Dentro de las actividades previstas en el 40 aniversario de nuestro colegio comenzamos una serie de entrevistas a antiguos alumnos/as y profesores/as del colegio. Hoy nos visita Ángel López, uno de los responsables de la creación del colegio en Sierra Nevada.

Ángel López nace en Sevilla hace ya unos 70 años(no nos quiere decir cuántos exactamente por coquetería) recaba en Sierra Nevada de la mano de su hermano, quien era aparejador en la construcción de los primeros edificios de la estación de esquí. Llega a Sierra Nevada e instalada una de las primeras tiendas de deportes de la estación, Nevasport, que fue un referente durante décadas en nuestra localidad.

Angel López ,matricula a su hijo Javier en Granada, en un internado, para poder seguir trabajando en Sierra Nevada.

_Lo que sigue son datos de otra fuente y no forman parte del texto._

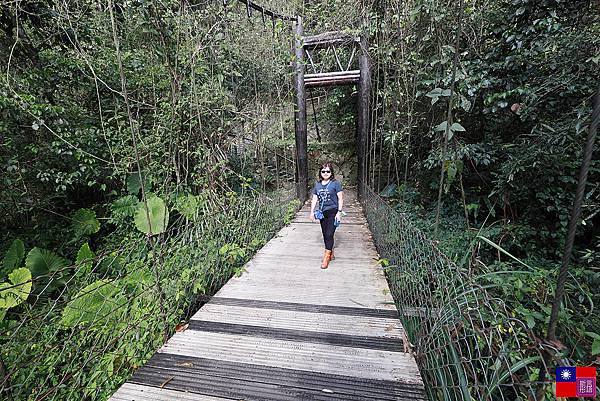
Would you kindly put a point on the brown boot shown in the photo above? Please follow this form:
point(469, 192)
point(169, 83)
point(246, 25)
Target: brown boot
point(326, 259)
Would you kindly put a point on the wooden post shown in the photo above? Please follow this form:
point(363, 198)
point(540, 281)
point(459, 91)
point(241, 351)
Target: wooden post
point(300, 115)
point(364, 90)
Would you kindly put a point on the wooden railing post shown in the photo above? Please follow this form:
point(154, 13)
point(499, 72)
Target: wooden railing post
point(364, 90)
point(300, 115)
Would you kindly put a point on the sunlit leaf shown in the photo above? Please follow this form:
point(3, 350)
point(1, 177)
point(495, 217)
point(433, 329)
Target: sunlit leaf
point(152, 216)
point(94, 303)
point(17, 289)
point(85, 223)
point(41, 261)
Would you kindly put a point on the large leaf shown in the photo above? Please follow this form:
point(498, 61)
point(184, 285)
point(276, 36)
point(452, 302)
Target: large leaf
point(85, 223)
point(95, 303)
point(41, 261)
point(13, 256)
point(16, 290)
point(152, 216)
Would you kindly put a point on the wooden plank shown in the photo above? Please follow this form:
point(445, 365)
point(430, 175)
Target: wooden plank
point(362, 363)
point(318, 322)
point(137, 392)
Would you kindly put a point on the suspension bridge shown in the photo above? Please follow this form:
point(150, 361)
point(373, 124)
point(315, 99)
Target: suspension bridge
point(287, 330)
point(392, 318)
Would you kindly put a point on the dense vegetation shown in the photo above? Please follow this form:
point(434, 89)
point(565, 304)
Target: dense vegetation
point(135, 165)
point(133, 172)
point(510, 83)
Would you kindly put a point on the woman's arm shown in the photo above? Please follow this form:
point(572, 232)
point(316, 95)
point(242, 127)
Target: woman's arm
point(338, 216)
point(313, 204)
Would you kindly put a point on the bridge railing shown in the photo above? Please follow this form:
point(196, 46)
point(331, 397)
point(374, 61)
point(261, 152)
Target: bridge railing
point(467, 344)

La situación no era agradable porque lo dejaba los domingos y lo recogía los viernes, así que decide, junto con otras familias de la estación luchar por la creación de un centro escolar en Sierra Nevada.

Oídas las peticiones de las familias que por aquel entonces habitaban en tan singular pueblo, la delegación de educación convoca la plaza y Marcos Martínez López elige subir a Sierra Nevada como maestro, quien dará comienzo a la historia de nuestro colegio.

De esta manera consiguen la creación del CEIP Esquí-Escuela.

Foto antigua del parking de Pradollano, hoy Plaza de Andalucía

Destacar antes de nada que actualmente el nieto pequeño de Ángel, Diego, es alumno de 2º de primaria en el CEIP Esquí-Escuela.

La clase de Diego estaba muy emocionada con esta visita de su abuelo y elaboró, junto con la seño Carmen, un gran cartel con fotos.

La entrevista comienza con el agradecimiento por parte del alumnado por asistir a la entrevista y con la petición de que Ángel nos cuente un poco de su vida actual.

Ángel nos cuenta que actualmente está jubilado y que se dedica a las labores de abuelo, junto a su mujer Conchi. Sigue viviendo en Sierra Nevada, “porque aquí se vive muy bien, sobre todo en verano”, nos comenta.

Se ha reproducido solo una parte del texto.